The facts are exposed in a channel-like unfolding, with a strong cinematic visual power. Djavadi´s experience behind the camera provided an extensive experience and inspiration. This is the way in which things are supposed to happen in our world. This is how our world goes wild: in short installments - like tweets or Instagram stories; the essential compressed in few words and minutes. There is no time for nuances, there is the rough original move which counts, and the moment before and the moment after but nothing more. No perspective, no second thoughts. There is not too much time. This is the city beat, Paris, but that Paris which is never included in the list of ´10 things to do´.

Visually, there are also the blank spaces on the page who are telling something. Something about why there are no words left. That blank when you cannot think further. When there is too much going on around you and in your head. The world of too many tweets and Fake news that one cannot control because, among others, also forgot how to double check. There is no time left, remember.

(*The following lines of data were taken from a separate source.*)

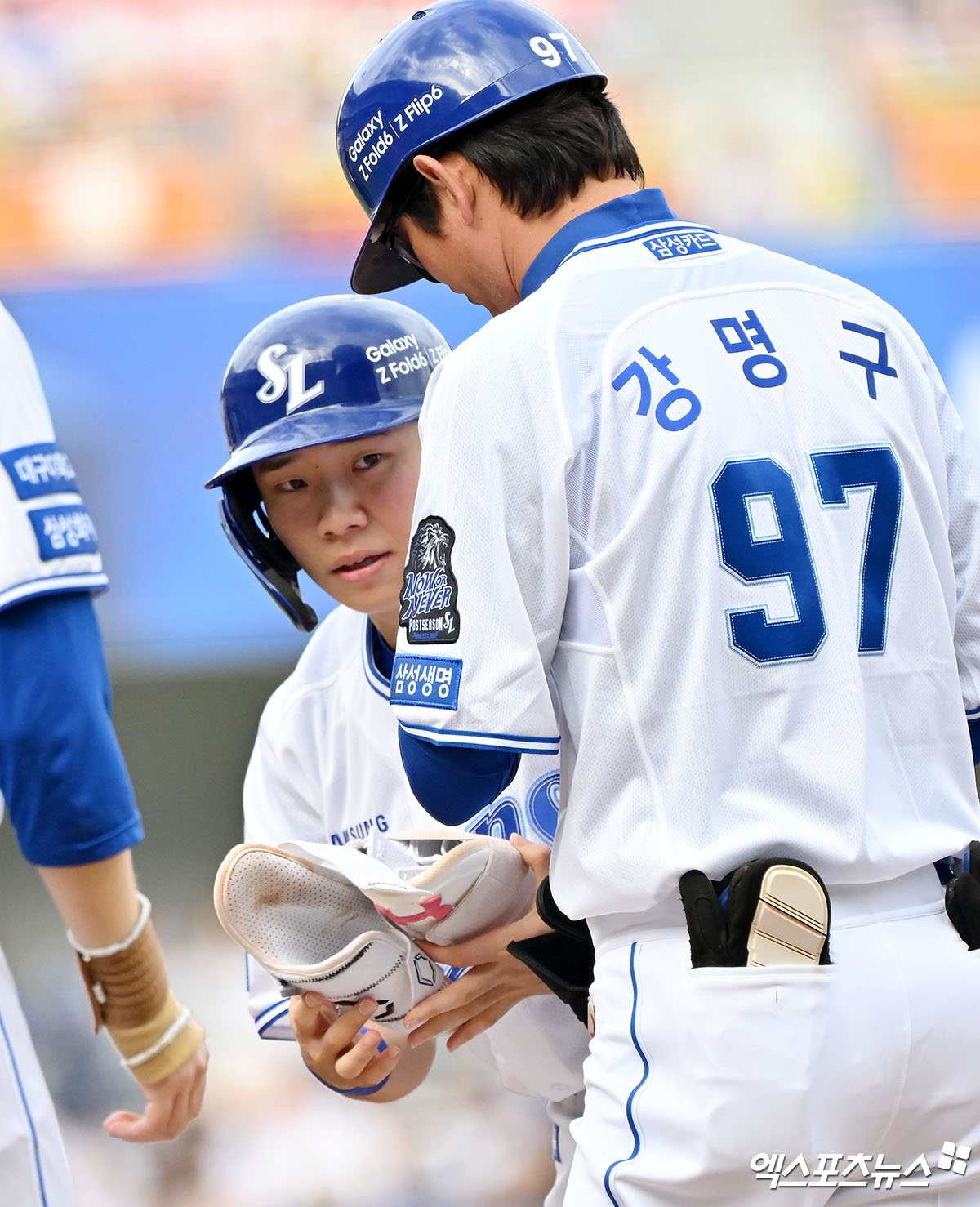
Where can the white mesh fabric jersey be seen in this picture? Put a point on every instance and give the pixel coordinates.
(50, 542)
(717, 528)
(326, 768)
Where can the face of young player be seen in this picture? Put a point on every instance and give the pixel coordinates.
(344, 512)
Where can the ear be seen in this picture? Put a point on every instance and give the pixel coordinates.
(452, 178)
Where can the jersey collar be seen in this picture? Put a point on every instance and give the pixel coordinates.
(604, 222)
(378, 659)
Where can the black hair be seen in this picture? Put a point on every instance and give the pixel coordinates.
(537, 152)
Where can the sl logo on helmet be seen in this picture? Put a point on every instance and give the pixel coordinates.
(290, 376)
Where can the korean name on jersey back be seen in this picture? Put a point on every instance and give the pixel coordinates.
(38, 470)
(429, 612)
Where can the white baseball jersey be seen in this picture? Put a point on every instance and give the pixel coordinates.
(705, 518)
(48, 546)
(326, 768)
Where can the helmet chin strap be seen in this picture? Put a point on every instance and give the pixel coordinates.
(265, 557)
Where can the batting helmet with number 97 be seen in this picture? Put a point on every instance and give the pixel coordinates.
(441, 70)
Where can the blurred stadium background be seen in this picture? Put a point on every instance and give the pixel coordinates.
(168, 178)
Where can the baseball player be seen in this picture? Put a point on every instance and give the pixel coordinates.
(65, 788)
(320, 404)
(709, 525)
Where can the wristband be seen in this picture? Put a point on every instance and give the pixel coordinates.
(361, 1091)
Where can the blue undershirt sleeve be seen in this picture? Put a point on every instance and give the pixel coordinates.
(454, 782)
(62, 772)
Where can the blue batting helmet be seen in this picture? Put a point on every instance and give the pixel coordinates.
(441, 70)
(328, 370)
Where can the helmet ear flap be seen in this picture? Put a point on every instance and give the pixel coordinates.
(263, 553)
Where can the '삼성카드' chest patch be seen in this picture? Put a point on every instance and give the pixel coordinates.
(429, 612)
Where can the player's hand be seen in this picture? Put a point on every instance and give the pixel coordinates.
(495, 980)
(341, 1049)
(171, 1105)
(476, 1001)
(536, 855)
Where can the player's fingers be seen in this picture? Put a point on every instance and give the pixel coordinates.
(480, 1022)
(344, 1030)
(152, 1125)
(452, 1020)
(363, 1063)
(310, 1015)
(471, 985)
(536, 855)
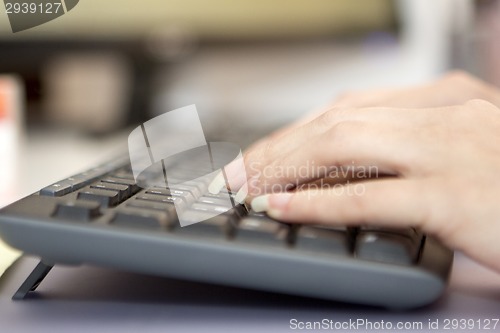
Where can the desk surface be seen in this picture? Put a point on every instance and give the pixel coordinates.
(92, 299)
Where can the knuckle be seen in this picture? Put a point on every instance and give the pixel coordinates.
(480, 104)
(459, 77)
(343, 130)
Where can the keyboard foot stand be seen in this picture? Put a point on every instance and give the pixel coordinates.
(33, 280)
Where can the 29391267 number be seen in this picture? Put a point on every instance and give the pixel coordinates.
(33, 8)
(470, 324)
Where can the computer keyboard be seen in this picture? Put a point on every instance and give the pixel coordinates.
(102, 217)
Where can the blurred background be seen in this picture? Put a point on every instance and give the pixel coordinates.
(73, 88)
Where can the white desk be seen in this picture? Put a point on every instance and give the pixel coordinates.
(90, 299)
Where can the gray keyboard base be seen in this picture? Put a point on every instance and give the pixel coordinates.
(29, 225)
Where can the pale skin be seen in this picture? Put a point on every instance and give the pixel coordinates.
(439, 144)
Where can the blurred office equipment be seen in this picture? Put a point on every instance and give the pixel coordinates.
(240, 61)
(11, 131)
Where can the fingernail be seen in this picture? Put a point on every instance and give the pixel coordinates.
(217, 184)
(260, 203)
(242, 194)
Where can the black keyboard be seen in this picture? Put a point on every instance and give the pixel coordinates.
(102, 217)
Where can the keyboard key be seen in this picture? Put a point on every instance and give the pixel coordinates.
(77, 210)
(262, 231)
(57, 189)
(386, 247)
(133, 187)
(186, 196)
(168, 207)
(220, 226)
(143, 220)
(123, 190)
(105, 197)
(179, 203)
(322, 240)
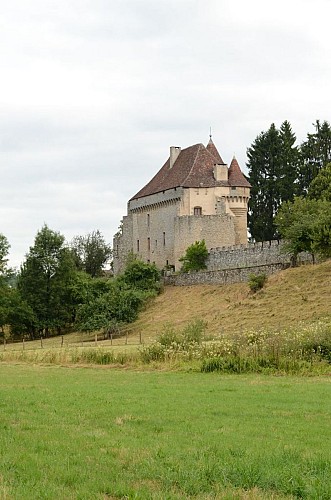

With so much emphasis on the story development, the characters themselves are lost. They don´t think too much, they don´t express themselves outside the arena of the social media. We may even forget about them caught in the middle of the daily storm. But me, I would have like to see them reacting somehow. 

Arène is a great novel of our times. A time when a short Tweet can change the world. Or at least lives. I wish there will be a movie made out of it. Not Netflix series, though.